Supporting The Development of A New Generation of Cancer-targeted Drugs with The Dynamic Conformational Changes of ABL Kinase

In a new study, researchers from St. Jude Children's Research Hospital in the United States visually observed the structure of previously unknown ABL kinase, thereby providing new insights for the design of targeted therapies for adult and childhood cancer patients. This research will advance the understanding of drug resistance produced by cancer-targeted drugs. The relevant research results were published online in the Journal of Science.  

The core of this achievement is the most powerful nuclear magnetic resonance (NMR) spectrometer in the United States, which was installed at St. Jude’s Children’s Research Hospital in 2019. Just as a microscope allows scientists to peek inside cells, NMR spectrometers allow people to visualize previously invisible or undetectable molecular structures that could not be observed with other technologies.  
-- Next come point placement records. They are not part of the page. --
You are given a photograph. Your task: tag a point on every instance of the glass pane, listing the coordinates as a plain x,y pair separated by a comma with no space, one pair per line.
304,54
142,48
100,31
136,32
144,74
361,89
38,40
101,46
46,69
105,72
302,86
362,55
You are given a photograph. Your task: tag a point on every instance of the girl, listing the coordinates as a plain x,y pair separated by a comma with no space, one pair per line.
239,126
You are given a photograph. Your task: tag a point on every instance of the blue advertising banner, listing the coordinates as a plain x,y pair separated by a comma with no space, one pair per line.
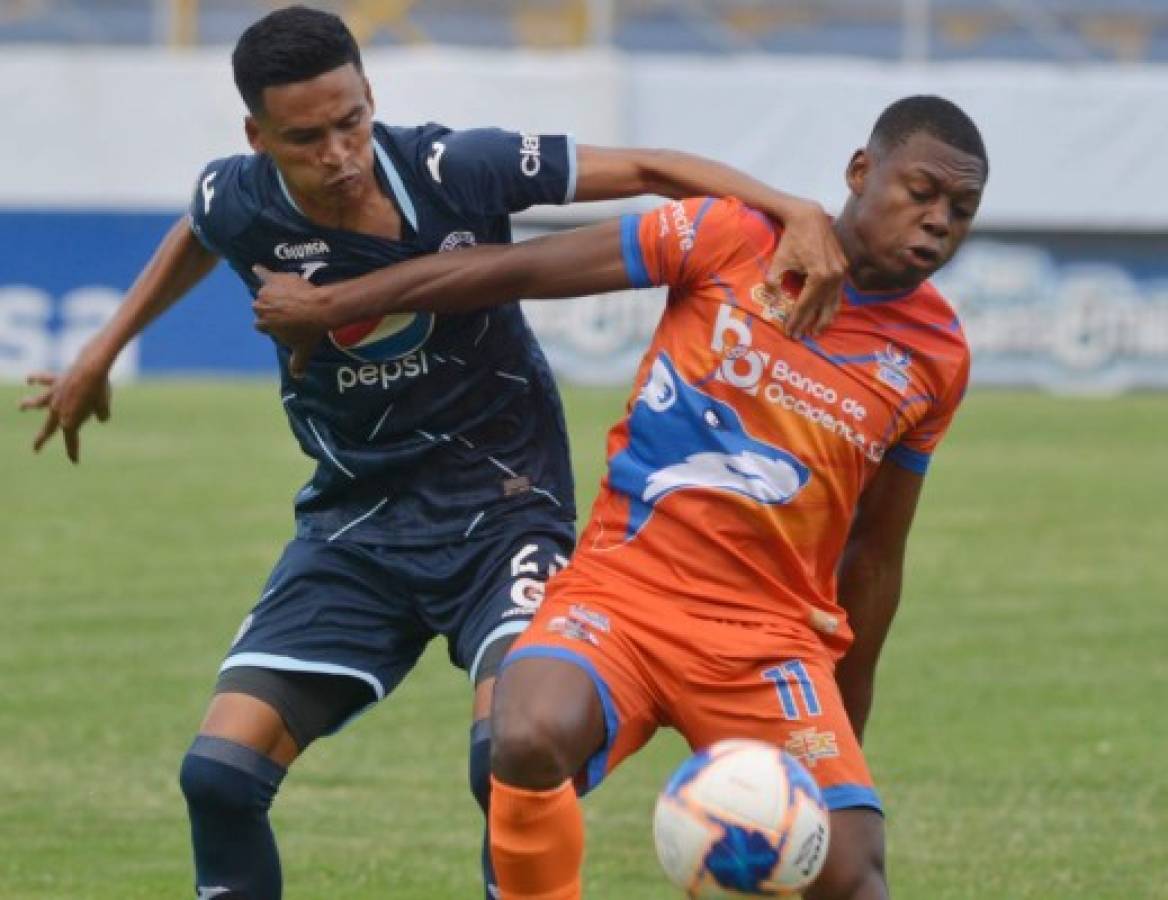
1084,313
64,273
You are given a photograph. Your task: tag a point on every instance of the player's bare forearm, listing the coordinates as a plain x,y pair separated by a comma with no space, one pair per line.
70,398
609,173
870,574
568,264
808,253
179,263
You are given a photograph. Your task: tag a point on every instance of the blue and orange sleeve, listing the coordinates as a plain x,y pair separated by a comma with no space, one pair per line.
915,450
683,241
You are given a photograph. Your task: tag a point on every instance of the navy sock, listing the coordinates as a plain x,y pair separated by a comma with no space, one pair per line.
479,771
229,789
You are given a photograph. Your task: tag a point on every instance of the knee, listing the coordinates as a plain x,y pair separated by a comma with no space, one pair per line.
209,786
530,748
861,878
220,776
855,859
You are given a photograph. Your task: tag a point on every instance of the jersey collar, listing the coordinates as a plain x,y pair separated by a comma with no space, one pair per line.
863,298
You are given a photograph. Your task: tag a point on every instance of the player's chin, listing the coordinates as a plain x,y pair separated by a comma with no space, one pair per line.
911,269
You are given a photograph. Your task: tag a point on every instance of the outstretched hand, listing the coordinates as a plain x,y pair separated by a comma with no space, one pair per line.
808,270
289,308
70,399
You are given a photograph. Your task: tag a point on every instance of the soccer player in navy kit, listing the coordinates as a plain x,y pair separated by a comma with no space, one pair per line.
443,495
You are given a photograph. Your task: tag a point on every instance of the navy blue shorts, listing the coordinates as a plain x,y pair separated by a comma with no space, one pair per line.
368,612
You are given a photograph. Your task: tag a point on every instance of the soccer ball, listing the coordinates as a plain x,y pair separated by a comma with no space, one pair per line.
741,818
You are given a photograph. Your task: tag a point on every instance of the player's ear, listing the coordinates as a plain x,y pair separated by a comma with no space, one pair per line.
373,106
251,128
856,174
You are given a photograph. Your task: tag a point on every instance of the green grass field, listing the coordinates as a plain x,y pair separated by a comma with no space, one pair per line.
1020,735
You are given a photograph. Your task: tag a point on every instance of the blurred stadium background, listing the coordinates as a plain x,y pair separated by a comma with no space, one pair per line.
1020,726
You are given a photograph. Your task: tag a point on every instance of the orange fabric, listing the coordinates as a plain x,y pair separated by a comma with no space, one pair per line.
536,842
710,679
882,382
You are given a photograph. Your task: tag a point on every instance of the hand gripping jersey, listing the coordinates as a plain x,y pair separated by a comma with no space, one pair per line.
734,478
425,428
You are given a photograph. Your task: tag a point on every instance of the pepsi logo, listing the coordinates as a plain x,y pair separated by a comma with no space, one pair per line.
389,337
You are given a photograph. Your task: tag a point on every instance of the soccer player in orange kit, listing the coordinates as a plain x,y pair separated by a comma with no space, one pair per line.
743,560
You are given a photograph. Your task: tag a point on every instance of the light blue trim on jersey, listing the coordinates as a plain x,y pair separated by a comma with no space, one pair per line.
597,765
849,796
572,168
396,185
287,194
516,626
291,664
910,459
631,251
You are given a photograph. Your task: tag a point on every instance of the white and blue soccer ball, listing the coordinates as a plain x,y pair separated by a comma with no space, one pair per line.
741,818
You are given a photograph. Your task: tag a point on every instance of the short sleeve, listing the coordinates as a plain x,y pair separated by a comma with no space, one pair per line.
496,172
915,450
687,239
221,207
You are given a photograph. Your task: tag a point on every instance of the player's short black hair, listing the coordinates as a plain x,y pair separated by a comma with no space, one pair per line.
291,44
936,116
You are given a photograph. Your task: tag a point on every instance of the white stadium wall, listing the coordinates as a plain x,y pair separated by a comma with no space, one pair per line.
1065,286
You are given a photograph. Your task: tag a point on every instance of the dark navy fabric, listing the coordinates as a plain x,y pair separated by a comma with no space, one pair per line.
369,611
425,428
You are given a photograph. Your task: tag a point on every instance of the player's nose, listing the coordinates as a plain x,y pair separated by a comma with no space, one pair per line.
937,218
333,152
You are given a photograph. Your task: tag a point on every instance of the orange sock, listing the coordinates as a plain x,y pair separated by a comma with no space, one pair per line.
536,842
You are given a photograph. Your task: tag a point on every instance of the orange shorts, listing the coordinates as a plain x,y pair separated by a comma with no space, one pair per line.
655,664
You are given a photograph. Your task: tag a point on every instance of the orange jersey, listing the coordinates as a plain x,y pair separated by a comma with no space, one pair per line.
735,475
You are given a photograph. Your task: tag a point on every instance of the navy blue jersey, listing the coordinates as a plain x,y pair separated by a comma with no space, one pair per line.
425,428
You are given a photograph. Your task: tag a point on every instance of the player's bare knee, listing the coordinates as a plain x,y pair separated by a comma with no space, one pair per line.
855,860
544,723
530,748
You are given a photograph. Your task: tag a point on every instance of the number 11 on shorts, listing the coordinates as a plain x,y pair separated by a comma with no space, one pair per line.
793,684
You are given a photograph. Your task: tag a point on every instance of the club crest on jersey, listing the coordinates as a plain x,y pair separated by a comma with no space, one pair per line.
381,340
457,241
892,367
681,438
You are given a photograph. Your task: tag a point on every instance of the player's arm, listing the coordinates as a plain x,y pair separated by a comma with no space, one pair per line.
659,248
808,245
83,390
869,579
584,260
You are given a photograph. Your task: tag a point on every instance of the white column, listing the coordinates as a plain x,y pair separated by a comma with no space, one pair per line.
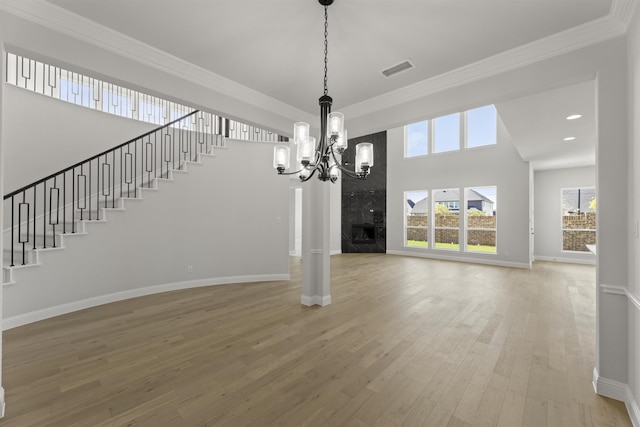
2,67
316,245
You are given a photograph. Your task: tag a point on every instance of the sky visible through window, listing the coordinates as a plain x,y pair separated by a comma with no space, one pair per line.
481,126
481,130
417,140
447,133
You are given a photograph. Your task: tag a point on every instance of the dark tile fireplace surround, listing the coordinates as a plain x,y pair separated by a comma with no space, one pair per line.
364,203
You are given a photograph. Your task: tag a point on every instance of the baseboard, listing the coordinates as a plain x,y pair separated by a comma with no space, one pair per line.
632,407
445,257
46,313
618,391
565,260
315,300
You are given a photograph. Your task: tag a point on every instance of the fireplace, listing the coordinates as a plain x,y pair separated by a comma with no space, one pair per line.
363,233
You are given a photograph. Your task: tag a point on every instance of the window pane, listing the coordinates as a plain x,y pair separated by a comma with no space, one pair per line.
578,219
447,133
447,220
481,219
481,126
417,141
417,217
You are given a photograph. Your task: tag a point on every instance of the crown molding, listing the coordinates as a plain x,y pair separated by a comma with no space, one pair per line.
58,19
622,10
608,27
48,15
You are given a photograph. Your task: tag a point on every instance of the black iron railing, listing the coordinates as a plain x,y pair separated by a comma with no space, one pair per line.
96,94
39,212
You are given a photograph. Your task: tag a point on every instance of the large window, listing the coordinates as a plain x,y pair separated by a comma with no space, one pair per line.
447,221
453,132
417,218
444,219
481,219
578,219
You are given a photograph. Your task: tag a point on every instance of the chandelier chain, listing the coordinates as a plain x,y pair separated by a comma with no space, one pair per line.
326,47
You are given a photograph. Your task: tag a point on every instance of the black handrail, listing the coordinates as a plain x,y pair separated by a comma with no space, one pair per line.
80,192
40,181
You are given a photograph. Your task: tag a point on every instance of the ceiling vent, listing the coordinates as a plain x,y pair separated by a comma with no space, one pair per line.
398,68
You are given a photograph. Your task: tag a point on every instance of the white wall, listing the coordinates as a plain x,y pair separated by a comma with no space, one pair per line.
38,42
633,287
2,163
547,212
44,135
499,165
227,233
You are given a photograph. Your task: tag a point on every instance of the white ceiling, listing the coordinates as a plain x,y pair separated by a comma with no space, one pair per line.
538,125
276,48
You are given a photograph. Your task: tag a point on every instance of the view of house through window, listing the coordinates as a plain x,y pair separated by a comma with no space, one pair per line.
481,219
578,219
445,225
447,218
445,133
417,217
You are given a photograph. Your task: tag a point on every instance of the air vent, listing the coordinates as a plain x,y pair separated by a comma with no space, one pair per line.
403,66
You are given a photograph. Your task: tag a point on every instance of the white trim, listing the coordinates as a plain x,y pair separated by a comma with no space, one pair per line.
51,16
34,316
445,257
621,290
587,34
564,260
618,391
59,19
609,388
632,407
310,300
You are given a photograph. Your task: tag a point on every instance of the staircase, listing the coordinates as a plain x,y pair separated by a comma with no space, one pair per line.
40,216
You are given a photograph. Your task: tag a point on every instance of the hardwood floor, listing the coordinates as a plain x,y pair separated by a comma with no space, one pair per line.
406,342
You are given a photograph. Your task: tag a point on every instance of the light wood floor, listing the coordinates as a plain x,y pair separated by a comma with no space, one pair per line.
406,342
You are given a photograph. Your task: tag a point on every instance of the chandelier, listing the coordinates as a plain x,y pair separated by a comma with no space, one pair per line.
332,141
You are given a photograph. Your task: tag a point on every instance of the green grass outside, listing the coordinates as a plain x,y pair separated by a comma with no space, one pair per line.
453,246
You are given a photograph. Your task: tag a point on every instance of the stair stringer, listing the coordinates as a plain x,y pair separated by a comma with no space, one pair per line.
226,233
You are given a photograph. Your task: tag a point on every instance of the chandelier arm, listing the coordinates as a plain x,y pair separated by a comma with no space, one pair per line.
350,173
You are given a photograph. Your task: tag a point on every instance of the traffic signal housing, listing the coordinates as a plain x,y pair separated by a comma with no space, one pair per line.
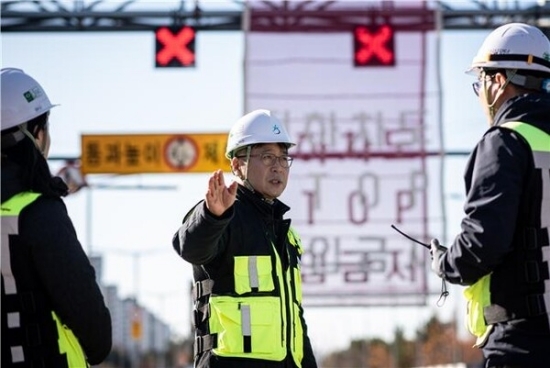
175,47
373,46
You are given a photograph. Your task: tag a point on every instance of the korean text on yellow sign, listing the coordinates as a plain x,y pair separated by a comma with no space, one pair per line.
153,153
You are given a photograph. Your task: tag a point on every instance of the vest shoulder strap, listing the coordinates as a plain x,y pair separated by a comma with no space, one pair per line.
14,205
538,139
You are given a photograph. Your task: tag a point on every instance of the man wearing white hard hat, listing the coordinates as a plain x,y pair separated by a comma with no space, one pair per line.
503,251
53,312
246,257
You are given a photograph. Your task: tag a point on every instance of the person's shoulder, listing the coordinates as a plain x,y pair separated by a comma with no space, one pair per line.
45,210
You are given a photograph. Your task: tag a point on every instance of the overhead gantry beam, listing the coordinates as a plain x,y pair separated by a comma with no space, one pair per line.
296,16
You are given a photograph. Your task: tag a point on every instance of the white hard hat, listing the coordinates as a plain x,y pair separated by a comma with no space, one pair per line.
258,126
513,46
23,98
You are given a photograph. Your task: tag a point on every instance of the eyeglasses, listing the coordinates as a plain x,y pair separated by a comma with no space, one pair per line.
477,84
269,159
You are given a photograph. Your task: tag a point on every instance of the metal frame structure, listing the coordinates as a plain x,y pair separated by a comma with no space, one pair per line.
139,15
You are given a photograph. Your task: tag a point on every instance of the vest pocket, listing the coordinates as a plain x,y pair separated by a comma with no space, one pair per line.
247,327
253,274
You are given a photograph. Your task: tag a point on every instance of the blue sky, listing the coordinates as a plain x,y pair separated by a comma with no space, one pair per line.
107,83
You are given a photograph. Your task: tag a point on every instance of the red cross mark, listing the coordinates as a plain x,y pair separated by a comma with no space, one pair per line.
175,47
374,48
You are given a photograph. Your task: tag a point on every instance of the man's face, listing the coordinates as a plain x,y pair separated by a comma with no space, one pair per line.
264,171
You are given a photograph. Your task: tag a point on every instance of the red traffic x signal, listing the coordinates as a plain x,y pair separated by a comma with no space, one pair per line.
373,46
175,47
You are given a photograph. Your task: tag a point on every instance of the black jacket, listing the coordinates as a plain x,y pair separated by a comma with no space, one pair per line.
53,273
209,243
503,206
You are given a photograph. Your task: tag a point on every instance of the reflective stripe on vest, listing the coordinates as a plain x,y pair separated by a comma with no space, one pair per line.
478,294
67,341
255,326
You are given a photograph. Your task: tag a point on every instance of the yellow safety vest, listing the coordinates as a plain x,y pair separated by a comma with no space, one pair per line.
256,326
478,295
67,341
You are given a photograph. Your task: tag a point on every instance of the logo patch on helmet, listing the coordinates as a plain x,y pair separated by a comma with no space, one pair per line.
33,94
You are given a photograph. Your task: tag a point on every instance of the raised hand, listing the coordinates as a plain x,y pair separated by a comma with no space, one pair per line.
219,197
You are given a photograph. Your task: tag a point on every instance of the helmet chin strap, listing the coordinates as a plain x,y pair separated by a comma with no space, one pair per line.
491,105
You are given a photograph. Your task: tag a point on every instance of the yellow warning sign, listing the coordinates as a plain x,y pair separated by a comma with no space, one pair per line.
153,153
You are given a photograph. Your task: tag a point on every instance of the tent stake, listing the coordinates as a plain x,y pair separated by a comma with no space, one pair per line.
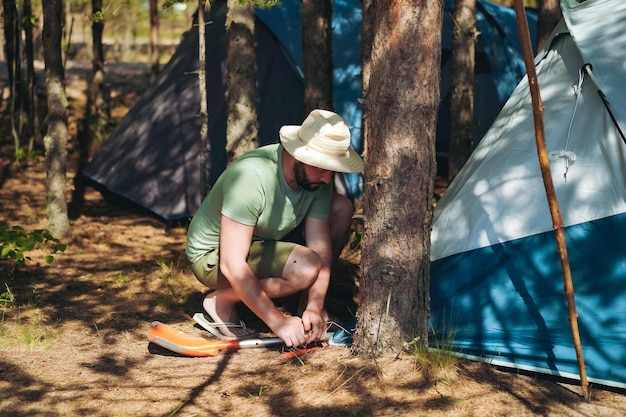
544,163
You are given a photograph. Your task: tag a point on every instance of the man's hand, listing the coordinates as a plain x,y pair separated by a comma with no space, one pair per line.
314,325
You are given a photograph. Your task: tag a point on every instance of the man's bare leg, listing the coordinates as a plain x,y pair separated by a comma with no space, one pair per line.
301,270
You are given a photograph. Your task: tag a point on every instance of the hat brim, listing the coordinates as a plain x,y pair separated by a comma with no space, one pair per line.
349,162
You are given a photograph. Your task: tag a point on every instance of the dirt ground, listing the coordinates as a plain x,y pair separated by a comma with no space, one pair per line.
75,340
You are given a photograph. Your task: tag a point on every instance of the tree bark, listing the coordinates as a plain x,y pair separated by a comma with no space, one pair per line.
99,113
242,125
55,141
461,140
317,54
549,14
32,126
401,103
205,146
14,66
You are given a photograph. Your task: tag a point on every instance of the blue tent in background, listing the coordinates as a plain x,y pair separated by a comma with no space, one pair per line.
496,277
152,157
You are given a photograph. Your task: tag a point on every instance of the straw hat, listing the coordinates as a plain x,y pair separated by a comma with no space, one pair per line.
322,141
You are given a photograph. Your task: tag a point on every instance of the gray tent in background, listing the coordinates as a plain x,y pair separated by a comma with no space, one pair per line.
152,157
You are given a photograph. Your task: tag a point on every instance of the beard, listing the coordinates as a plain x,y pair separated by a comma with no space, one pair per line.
302,179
Dr. Charalampos Babis Kalodimos, co-corresponding author of the paper and director of the Department of Structural Biology at St. Jude’s Children’s Research Hospital, said, “This is the first time that protein kinases have been captured in such a short-lived conformation. Considering that there are more than 500 kinases in humans, this really shows that there are still many unknown areas to explore. People have been studying ABL kinase and its resistance mechanism for 20 years, but with this technology, we are now at a new starting point to improve targeted therapy.”  

The fusion of the BCR and ABL genes promotes cell growth in several cancer types, the most obvious of which is chronic myelogenous leukemia (CML). The first widely used targeted drug interferes with the ABL kinase to block the activity of the BCR-ABL gene fusion. The drug imatinib has achieved significant success in adult CML and is sometimes used to treat childhood acute lymphoblastic leukemia (ALL). However, leukemia cells are often resistant to drugs targeting BCR-ABL, and the therapeutic effect is poor. Drug resistance is also a common phenomenon in other targeted drugs.  

Dr. Charles W.M. Roberts, director of the Comprehensive Cancer Center at St. Jude’s Children’s Research Hospital, said, “Targeted drugs have shown significant responses in adults and children with cancer. Their cancer is driven by specific genetic events like the BCR-ABL gene fusion. However, we know that these drugs usually only work for a period of time before resistance develops. This discovery helps us understand how this resistance occurs and provides information that can design better drugs.”  

These researchers used NMR spectroscopy to study the structure of ABL kinase and learn more about how resistance occurs. They visualized the previously unknown shape of ABL kinase and how the protein changed from an active state to an inactive state. Their study showed that the short-lived conformation of ABL kinase appeared only 5% of the time.  

These conformations play an important role in how the ABL kinase is activated, and can be hijacked by mutations to convert the gene encoding this kinase into an oncogene. By studying the transient structure of ABL kinase when combined with the targeted inhibitor imatinib, these researchers have learned more about how resistance to this drug occurs. These findings provide new insights into how different states of this kinase (including inactive states) can be used to design more selective and potentially effective inhibitors.  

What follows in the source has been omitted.